I am a writer, a reader, a lover of words on the printed page. The bookshelf in my office is filled to bursting with Holocaust-era memoirs, words put to paper to document the horrors and atrocities of the past. Each shelf has a row of books lined up neatly, but above each row are horizontal stacks of books crammed into every available inch. The shelves are bowed from the strain of holding up the books. Above the bookcase, next to a pair of windows, hangs a painting, Luna Park. It’s probably my favorite Rynecki painting. It’s not large, nineteen by thirteen inches, but the fairground it portrays is somehow larger than the canvas itself—a sprawling carnival with brightly colored tents and the Polish flag, a horizontal bicolor of white and red. At the center is a swing ride, a carousel where eight figures in chairs, suspended from the rotating top, fly across the blue sky. Below, wandering between the green, pink, and blue tents, a large crowd lingers. My great-grandfather’s paintbrush rendered them as a multitude so deep and full of life, it’s impossible to distinguish individuals. At the right is a merry-go-round with wooden horses.
So often when we think of Jews in Poland, we think of all that was lost and destroyed in the Holocaust. We focus on the devastation and destruction, and we wonder how it is possible the world went so dark, and how there could be such a deep, vicious, and murderous hatred. My great-grandfather’s paintings have taught me that while we endeavor to understand this history, we must also remember beyond that, to a time in Poland when Jewish life flourished. I think this is why I love Luna Park so much, because I can almost hear exuberant, cheerful music floating across the fairgrounds. It is a painting of hope and joy.
Beyond that, Luna Park is a direct link to my great-grandfather, an idea made real through the expression of his paintbrush. Each of his works is, in some sense, an extension of his very being. In their own way, they are Holocaust survivors, and as links to him, they feel like members of my family. Like family, some, such as Luna Park, feel as close as a sibling, some are like relatives I visit infrequently, or more distantly know of but haven’t met, and many more I don’t know at all.
My great-grandfather, Moshe Rynecki (1881-1943), was a prolific Warsaw based artist who painted scenes of the Polish Jewish community. A visual narrator, he had a keen eye for exploring and documenting the daily rhythm of life such as the work of artisans and laborers, scenes from inside the synagogue, and moments of leisure. When the Germans invaded Poland in September, 1939, he divided about 800 works into bundles and hid them in and around Warsaw. After the war my surviving family recovered just a small percentage of the original body of work.
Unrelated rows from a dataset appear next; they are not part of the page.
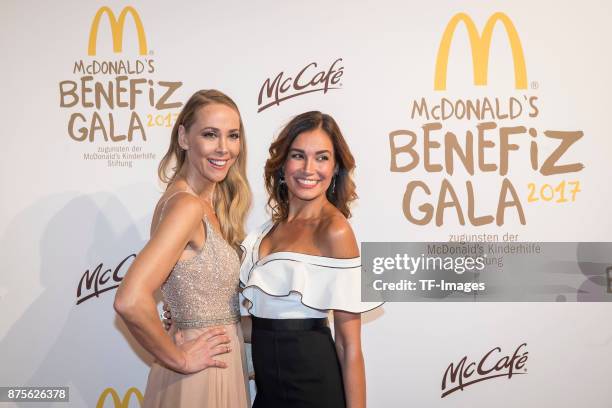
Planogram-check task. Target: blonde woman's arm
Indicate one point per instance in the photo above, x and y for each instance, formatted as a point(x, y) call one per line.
point(135, 301)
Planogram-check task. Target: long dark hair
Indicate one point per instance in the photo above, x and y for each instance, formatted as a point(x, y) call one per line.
point(343, 191)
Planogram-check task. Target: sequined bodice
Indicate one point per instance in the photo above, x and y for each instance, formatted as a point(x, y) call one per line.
point(203, 290)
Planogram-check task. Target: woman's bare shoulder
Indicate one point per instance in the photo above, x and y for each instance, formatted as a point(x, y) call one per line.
point(336, 237)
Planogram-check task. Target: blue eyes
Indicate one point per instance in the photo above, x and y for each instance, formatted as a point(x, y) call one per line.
point(212, 135)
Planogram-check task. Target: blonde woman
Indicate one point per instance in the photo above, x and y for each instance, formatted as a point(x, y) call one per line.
point(192, 256)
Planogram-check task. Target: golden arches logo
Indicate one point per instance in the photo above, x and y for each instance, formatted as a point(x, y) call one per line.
point(117, 26)
point(117, 401)
point(481, 44)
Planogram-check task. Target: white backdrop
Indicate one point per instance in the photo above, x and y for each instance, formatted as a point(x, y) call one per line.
point(65, 211)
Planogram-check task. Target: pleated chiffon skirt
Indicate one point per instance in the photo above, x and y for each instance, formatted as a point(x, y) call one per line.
point(210, 388)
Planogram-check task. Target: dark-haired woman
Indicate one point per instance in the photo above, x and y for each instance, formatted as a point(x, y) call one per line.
point(301, 265)
point(192, 256)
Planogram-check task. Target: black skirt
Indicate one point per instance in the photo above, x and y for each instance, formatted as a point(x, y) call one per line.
point(296, 365)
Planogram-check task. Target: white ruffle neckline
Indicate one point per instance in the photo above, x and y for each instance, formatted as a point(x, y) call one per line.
point(322, 283)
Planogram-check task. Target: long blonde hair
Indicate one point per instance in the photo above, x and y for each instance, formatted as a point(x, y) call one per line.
point(232, 197)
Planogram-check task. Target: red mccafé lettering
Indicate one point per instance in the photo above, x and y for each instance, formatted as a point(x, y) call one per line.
point(307, 80)
point(457, 377)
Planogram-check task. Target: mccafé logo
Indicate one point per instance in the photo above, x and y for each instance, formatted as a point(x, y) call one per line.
point(117, 26)
point(491, 365)
point(101, 280)
point(118, 402)
point(308, 79)
point(480, 50)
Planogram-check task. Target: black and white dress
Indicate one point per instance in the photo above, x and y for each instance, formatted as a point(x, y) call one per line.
point(289, 296)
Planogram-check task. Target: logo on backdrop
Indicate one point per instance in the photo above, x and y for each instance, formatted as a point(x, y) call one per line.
point(493, 364)
point(309, 79)
point(100, 279)
point(501, 126)
point(118, 402)
point(481, 45)
point(115, 99)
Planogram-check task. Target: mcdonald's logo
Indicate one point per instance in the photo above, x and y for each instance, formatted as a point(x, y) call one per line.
point(117, 26)
point(480, 50)
point(119, 402)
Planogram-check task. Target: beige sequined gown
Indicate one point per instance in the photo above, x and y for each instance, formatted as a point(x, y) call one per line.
point(202, 292)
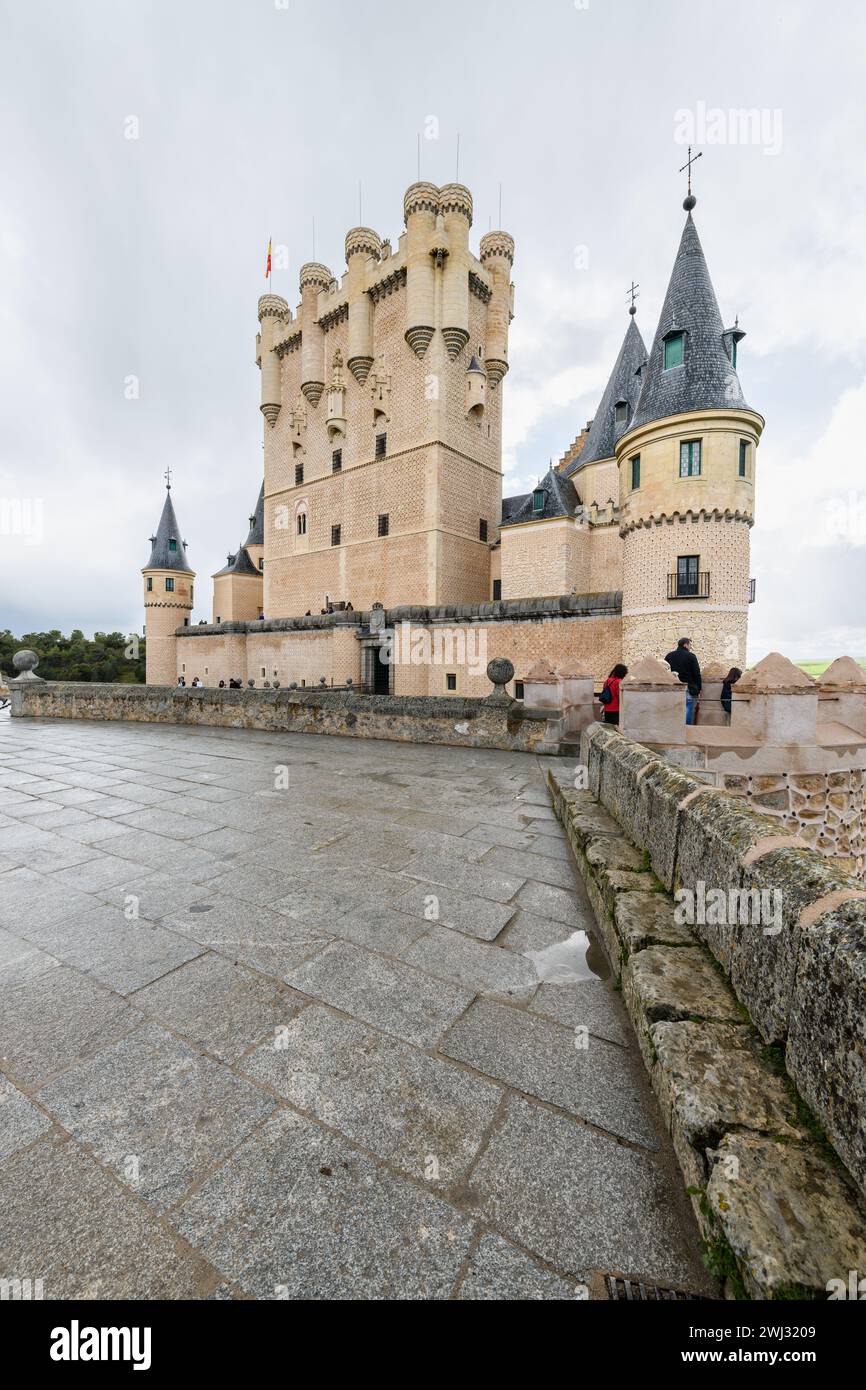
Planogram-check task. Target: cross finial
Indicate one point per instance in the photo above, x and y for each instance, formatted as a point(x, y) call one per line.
point(690, 199)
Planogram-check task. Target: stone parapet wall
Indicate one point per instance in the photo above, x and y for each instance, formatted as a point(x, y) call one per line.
point(799, 972)
point(470, 723)
point(780, 1214)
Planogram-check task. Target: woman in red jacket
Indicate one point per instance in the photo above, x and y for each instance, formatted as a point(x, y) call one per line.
point(610, 694)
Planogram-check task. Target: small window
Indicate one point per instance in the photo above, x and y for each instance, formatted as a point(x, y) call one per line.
point(673, 350)
point(688, 576)
point(690, 459)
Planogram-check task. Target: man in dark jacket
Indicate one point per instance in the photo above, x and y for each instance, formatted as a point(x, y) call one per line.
point(684, 663)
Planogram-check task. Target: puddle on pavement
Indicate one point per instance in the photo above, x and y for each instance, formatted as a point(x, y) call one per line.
point(569, 962)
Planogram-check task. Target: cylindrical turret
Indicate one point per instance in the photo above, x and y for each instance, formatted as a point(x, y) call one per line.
point(420, 206)
point(498, 257)
point(362, 242)
point(273, 310)
point(313, 277)
point(456, 207)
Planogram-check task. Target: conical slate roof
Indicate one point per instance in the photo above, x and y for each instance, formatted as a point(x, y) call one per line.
point(161, 555)
point(560, 501)
point(256, 535)
point(624, 384)
point(239, 563)
point(706, 378)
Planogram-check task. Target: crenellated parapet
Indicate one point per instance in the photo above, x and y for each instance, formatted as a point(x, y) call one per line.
point(362, 243)
point(274, 316)
point(314, 277)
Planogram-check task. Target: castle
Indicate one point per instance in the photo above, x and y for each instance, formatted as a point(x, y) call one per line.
point(381, 503)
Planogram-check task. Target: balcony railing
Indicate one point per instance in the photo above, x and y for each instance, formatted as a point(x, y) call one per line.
point(688, 585)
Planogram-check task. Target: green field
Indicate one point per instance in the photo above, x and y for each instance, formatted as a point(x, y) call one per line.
point(819, 667)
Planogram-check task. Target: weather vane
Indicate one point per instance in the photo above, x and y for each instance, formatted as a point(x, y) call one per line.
point(690, 199)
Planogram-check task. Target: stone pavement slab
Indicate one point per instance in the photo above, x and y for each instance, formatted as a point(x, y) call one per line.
point(388, 994)
point(299, 1214)
point(581, 1073)
point(157, 1114)
point(423, 1115)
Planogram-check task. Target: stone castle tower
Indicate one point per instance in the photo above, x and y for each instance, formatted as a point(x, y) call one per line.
point(168, 597)
point(687, 478)
point(382, 412)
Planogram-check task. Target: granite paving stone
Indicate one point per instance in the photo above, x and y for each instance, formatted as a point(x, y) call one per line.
point(498, 1271)
point(384, 993)
point(573, 1069)
point(459, 911)
point(66, 1219)
point(156, 1112)
point(419, 1112)
point(583, 1201)
point(21, 1122)
point(299, 1214)
point(220, 1007)
point(484, 969)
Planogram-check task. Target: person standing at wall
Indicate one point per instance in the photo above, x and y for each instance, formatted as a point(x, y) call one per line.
point(684, 663)
point(733, 676)
point(610, 694)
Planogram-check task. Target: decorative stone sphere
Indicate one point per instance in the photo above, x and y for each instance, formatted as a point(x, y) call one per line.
point(499, 672)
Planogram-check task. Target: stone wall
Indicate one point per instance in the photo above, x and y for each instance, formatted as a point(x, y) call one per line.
point(470, 723)
point(793, 941)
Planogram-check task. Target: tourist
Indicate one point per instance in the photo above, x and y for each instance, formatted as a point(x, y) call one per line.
point(610, 694)
point(684, 663)
point(733, 676)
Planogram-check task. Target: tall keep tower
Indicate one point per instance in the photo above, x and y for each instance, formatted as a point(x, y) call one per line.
point(168, 594)
point(687, 478)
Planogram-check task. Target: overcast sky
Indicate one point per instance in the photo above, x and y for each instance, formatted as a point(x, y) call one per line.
point(142, 257)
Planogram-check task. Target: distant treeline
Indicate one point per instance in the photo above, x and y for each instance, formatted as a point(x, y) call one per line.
point(106, 656)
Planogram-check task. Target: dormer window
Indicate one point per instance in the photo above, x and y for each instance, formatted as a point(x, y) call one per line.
point(674, 345)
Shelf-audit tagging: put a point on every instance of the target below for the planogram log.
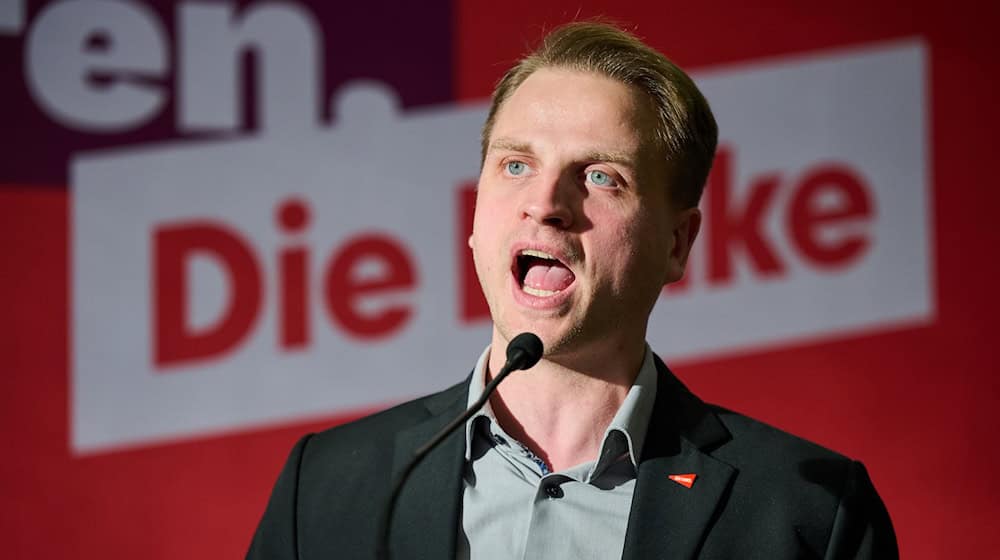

Moshe’s son, my Grandpa George, died in 1992 believing that nearly 90 percent of Moshe’s paintings had been destroyed and were gone forever, but now more than 200 works are known to have survived, and each new find is a ray of hope for me that he never got to see. Though it sometimes makes me sad that his collection can never be whole again, I don’t feel a great need to possess all of Moshe’s surviving works, in part because there is no way to display them and share them with the world. I try to do what I can by virtually sharing many of his known surviving works on the Moshe Rynecki: Portrait of a Life in Art. Though I don’t need to physically possess all the works, I have a deep need to know what survived and their stories of survival. I want to know these works are cared for and that they are in good homes. I feel a kinship and a sense of stewardship for these paintings, because each is a memory of a moment, a story of a vanished culture, and a clue to understanding my family’s art legacy.